Still paying out. With shrimpers and crabbers reporting small catches and a shrunken market, Gulf oil claims czar Kenneth Feinberg announced this week that settlement to some Gulf Coast fishermen would not just continue but grow.
To date, just $6 billion of the $20 billion compensation fund established by BP to make reparations has been paid out; Feinberg’s decision will pay quadruple the claims made by shrimpers and crabbers for their 2010 losses. Without putting it in so many words, the allotment was made because no one can still say with certainty what the future of fishing will be in the Gulf thanks to the environmental degradation caused by the BP spill.
Yet Feinberg continues to argue that the slowdown is all about the marketplace, not biology. “We see no evidence in the Gulf that there is long-term biological impact,” he said in a statement announcing the increased payouts.
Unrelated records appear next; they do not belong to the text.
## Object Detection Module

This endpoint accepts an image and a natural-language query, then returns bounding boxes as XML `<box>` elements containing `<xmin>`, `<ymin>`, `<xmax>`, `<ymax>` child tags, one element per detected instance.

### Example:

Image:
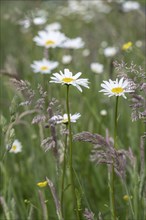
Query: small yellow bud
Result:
<box><xmin>123</xmin><ymin>195</ymin><xmax>132</xmax><ymax>202</ymax></box>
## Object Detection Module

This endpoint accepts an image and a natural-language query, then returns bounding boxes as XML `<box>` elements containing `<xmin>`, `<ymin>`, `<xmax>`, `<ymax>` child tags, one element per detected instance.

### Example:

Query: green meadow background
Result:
<box><xmin>0</xmin><ymin>1</ymin><xmax>146</xmax><ymax>220</ymax></box>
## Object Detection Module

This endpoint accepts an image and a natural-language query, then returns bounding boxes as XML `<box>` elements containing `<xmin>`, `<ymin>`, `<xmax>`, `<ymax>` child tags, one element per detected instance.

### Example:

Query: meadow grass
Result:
<box><xmin>0</xmin><ymin>1</ymin><xmax>146</xmax><ymax>220</ymax></box>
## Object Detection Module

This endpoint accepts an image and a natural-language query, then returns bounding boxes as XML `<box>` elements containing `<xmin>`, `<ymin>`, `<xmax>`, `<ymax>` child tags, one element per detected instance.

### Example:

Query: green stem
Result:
<box><xmin>114</xmin><ymin>96</ymin><xmax>119</xmax><ymax>148</ymax></box>
<box><xmin>109</xmin><ymin>96</ymin><xmax>119</xmax><ymax>220</ymax></box>
<box><xmin>61</xmin><ymin>125</ymin><xmax>67</xmax><ymax>214</ymax></box>
<box><xmin>66</xmin><ymin>85</ymin><xmax>80</xmax><ymax>220</ymax></box>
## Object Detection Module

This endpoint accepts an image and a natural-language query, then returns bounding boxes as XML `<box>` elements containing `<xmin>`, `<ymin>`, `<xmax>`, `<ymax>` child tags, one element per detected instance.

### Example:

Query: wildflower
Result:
<box><xmin>101</xmin><ymin>41</ymin><xmax>108</xmax><ymax>48</ymax></box>
<box><xmin>33</xmin><ymin>17</ymin><xmax>47</xmax><ymax>25</ymax></box>
<box><xmin>62</xmin><ymin>55</ymin><xmax>72</xmax><ymax>64</ymax></box>
<box><xmin>100</xmin><ymin>109</ymin><xmax>107</xmax><ymax>116</ymax></box>
<box><xmin>18</xmin><ymin>19</ymin><xmax>31</xmax><ymax>29</ymax></box>
<box><xmin>60</xmin><ymin>37</ymin><xmax>85</xmax><ymax>49</ymax></box>
<box><xmin>135</xmin><ymin>40</ymin><xmax>142</xmax><ymax>47</ymax></box>
<box><xmin>45</xmin><ymin>22</ymin><xmax>61</xmax><ymax>31</ymax></box>
<box><xmin>33</xmin><ymin>31</ymin><xmax>66</xmax><ymax>48</ymax></box>
<box><xmin>37</xmin><ymin>181</ymin><xmax>47</xmax><ymax>188</ymax></box>
<box><xmin>50</xmin><ymin>113</ymin><xmax>81</xmax><ymax>124</ymax></box>
<box><xmin>103</xmin><ymin>47</ymin><xmax>117</xmax><ymax>57</ymax></box>
<box><xmin>31</xmin><ymin>59</ymin><xmax>59</xmax><ymax>74</ymax></box>
<box><xmin>90</xmin><ymin>63</ymin><xmax>104</xmax><ymax>74</ymax></box>
<box><xmin>7</xmin><ymin>140</ymin><xmax>22</xmax><ymax>154</ymax></box>
<box><xmin>99</xmin><ymin>78</ymin><xmax>133</xmax><ymax>99</ymax></box>
<box><xmin>82</xmin><ymin>49</ymin><xmax>90</xmax><ymax>57</ymax></box>
<box><xmin>123</xmin><ymin>195</ymin><xmax>132</xmax><ymax>202</ymax></box>
<box><xmin>122</xmin><ymin>41</ymin><xmax>132</xmax><ymax>50</ymax></box>
<box><xmin>50</xmin><ymin>69</ymin><xmax>89</xmax><ymax>92</ymax></box>
<box><xmin>122</xmin><ymin>1</ymin><xmax>140</xmax><ymax>12</ymax></box>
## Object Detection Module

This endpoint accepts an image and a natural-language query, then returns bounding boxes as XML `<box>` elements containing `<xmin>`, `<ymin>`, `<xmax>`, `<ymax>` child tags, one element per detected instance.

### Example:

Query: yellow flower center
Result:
<box><xmin>111</xmin><ymin>87</ymin><xmax>124</xmax><ymax>94</ymax></box>
<box><xmin>62</xmin><ymin>77</ymin><xmax>74</xmax><ymax>83</ymax></box>
<box><xmin>12</xmin><ymin>145</ymin><xmax>17</xmax><ymax>151</ymax></box>
<box><xmin>45</xmin><ymin>40</ymin><xmax>55</xmax><ymax>46</ymax></box>
<box><xmin>62</xmin><ymin>119</ymin><xmax>68</xmax><ymax>124</ymax></box>
<box><xmin>37</xmin><ymin>181</ymin><xmax>47</xmax><ymax>188</ymax></box>
<box><xmin>122</xmin><ymin>41</ymin><xmax>132</xmax><ymax>50</ymax></box>
<box><xmin>41</xmin><ymin>66</ymin><xmax>49</xmax><ymax>70</ymax></box>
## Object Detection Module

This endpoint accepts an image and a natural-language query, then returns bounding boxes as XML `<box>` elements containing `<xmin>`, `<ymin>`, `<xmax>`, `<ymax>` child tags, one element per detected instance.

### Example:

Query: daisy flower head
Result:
<box><xmin>60</xmin><ymin>37</ymin><xmax>85</xmax><ymax>49</ymax></box>
<box><xmin>50</xmin><ymin>113</ymin><xmax>81</xmax><ymax>124</ymax></box>
<box><xmin>50</xmin><ymin>69</ymin><xmax>89</xmax><ymax>92</ymax></box>
<box><xmin>7</xmin><ymin>139</ymin><xmax>22</xmax><ymax>154</ymax></box>
<box><xmin>33</xmin><ymin>31</ymin><xmax>66</xmax><ymax>48</ymax></box>
<box><xmin>62</xmin><ymin>55</ymin><xmax>72</xmax><ymax>64</ymax></box>
<box><xmin>99</xmin><ymin>78</ymin><xmax>133</xmax><ymax>99</ymax></box>
<box><xmin>31</xmin><ymin>59</ymin><xmax>59</xmax><ymax>74</ymax></box>
<box><xmin>45</xmin><ymin>22</ymin><xmax>61</xmax><ymax>31</ymax></box>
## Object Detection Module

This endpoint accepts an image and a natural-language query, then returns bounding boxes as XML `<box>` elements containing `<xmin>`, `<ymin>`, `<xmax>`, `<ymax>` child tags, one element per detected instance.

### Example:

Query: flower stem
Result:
<box><xmin>61</xmin><ymin>125</ymin><xmax>67</xmax><ymax>214</ymax></box>
<box><xmin>109</xmin><ymin>96</ymin><xmax>119</xmax><ymax>220</ymax></box>
<box><xmin>114</xmin><ymin>96</ymin><xmax>119</xmax><ymax>148</ymax></box>
<box><xmin>66</xmin><ymin>85</ymin><xmax>80</xmax><ymax>220</ymax></box>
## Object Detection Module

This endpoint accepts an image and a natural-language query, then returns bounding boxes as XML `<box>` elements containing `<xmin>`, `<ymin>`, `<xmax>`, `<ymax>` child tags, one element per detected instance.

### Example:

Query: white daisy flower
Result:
<box><xmin>7</xmin><ymin>140</ymin><xmax>22</xmax><ymax>154</ymax></box>
<box><xmin>90</xmin><ymin>63</ymin><xmax>104</xmax><ymax>74</ymax></box>
<box><xmin>50</xmin><ymin>113</ymin><xmax>81</xmax><ymax>124</ymax></box>
<box><xmin>122</xmin><ymin>1</ymin><xmax>140</xmax><ymax>12</ymax></box>
<box><xmin>62</xmin><ymin>55</ymin><xmax>72</xmax><ymax>64</ymax></box>
<box><xmin>33</xmin><ymin>31</ymin><xmax>66</xmax><ymax>48</ymax></box>
<box><xmin>50</xmin><ymin>69</ymin><xmax>89</xmax><ymax>92</ymax></box>
<box><xmin>60</xmin><ymin>37</ymin><xmax>85</xmax><ymax>49</ymax></box>
<box><xmin>99</xmin><ymin>78</ymin><xmax>133</xmax><ymax>99</ymax></box>
<box><xmin>82</xmin><ymin>49</ymin><xmax>90</xmax><ymax>57</ymax></box>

Meanwhile, many commercial fishermen have opted to not take any money from BP, which allows them to sue the company for potentially bigger payouts. In response, BP has gone to federal court to put a firm deadline on payouts and has been encouraging Feinberg to limit, not expand, the money he gives away.
“Shoreline cleanup is complete!”That’s at least according to BP and the Coast Guard, which last week announced it was time to move past cleanup and on to “restoration.”
Reporting that “90 percent” of the shoreline has been cleaned, the announcement officially removes BP from responsibility for any future cleanup unless it can be “proven” any new oil found originated in the 2010 spill. Even the oil company admits that would be hard to prove as the oil degrades and spreads throughout the ecosystem.
Many Gulf fishermen, who report both a lack of fish—particularly shrimp, crab and oysters—as well as deformities among those they do catch, are not convinced the cleanup is over. Those 4.9 billion barrels of oil had to go somewhere, and many believe much of it is still out there.
Those 4.9 billion barrels of oil had to go somewhere, and many believe much of it is still out there.
It’s not just the fisheries that continue to suffer. The shorelines of many of the bird-breeding islands off the Gulf coast, in Louisiana and Mississippi, are still like oil sponges—each footstep reveals an oily substance just below the sand—and tar balls continue to roll up in the surf.
Human health still at risk. The National Institute of Environmental Health Sciences and the U.S. Department of Health and Human Services have jointly announced a long-term project aimed at monitoring the impacts of the spill on coastline residents.
Dubbed the Gulf Long-Term Follow-Up (GuLF), the idea is a “more than ten-year study” that will hopefully involve as many as 55,000 participants. Its focus is on the health implications of the handling and exposure to oil, dispersants and other chemicals in the cleanup operation.
While former cleanup workers continue to complain about rashes, respiratory problems, sores, headaches, nausea and more, the challenge now is to identify and sign up willing participants. The promised $50 gift card offered by the government may not be enough of an incentive to be poked, prodded, interviewed and visited in your home.
The study, similar to one done on cleanup workers at the site of the World Trade Center post 9/11, is imperative but it’s just one piece of what should be a sizable human health follow-up in the aftermath of one of the country’s greatest ecologic disasters.